Saya pun tertawa, “Sulawesi utara, pak. Bukan sulawesi selatan.”
“Ooooh..” Si bapak menghisap rokoknya untuk terakhir kali sebelum membuang nya ke laut.
Di kejauhan menara mercusuar terlihat menjulang di tengah pulau kecil di tengah lautan, kesanalah tujuan kita selanjutnya. Sebagian kawan-kawan saya memutuskan untuk berenang hingga sampai ke Pulau Lengkuas itu, sementara saya yang pemalas lebih memilih untuk menumpang perahu kayu ini sampai ke pinggir pantai sembari menonton pelampung-pelampung oranye mengambang di atas permukaan laut berlomba-lomba menuju pantai.

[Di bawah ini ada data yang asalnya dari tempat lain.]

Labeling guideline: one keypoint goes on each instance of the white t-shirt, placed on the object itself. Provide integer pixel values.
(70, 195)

“Kalau sempat nanti harus ke Pulau Burung, disitu bagus,” seru si bapak bersemangat dari ujung geladak, sementara saya duduk di atas atap perahu, menyaksikan menara mercusuar yang semakin lama semakin besar dan tinggi di hadapan saya.
Saya tidak punya ekspektansi apa-apa terhadap perjalanan ini, ke pulau mana pun buat saya ga jadi masalah, saya tetap menikmatinya. Walaupun akhirnya kita tidak sempat pergi ke pulau burung karena sudah kesorean, saya tidak kecewa. Si bapak malahan yang kelihatan kurang puas karena tidak bisa menunjukan pulau burung yang dianggapnya sangat bagus dan memang merupakan salah satu ikon pulau belitung.
Hingga saat ini pun saya masih perempuan yang sama (dengan berat badan yang sudah berkurang beberapa kilogram) yang duduk di kapal itu lebih dari 2 tahun yang lalu, terlalu malas untuk punya ambisi, terlalu malas untuk punya ekspektansi - Apakah saya bahagia?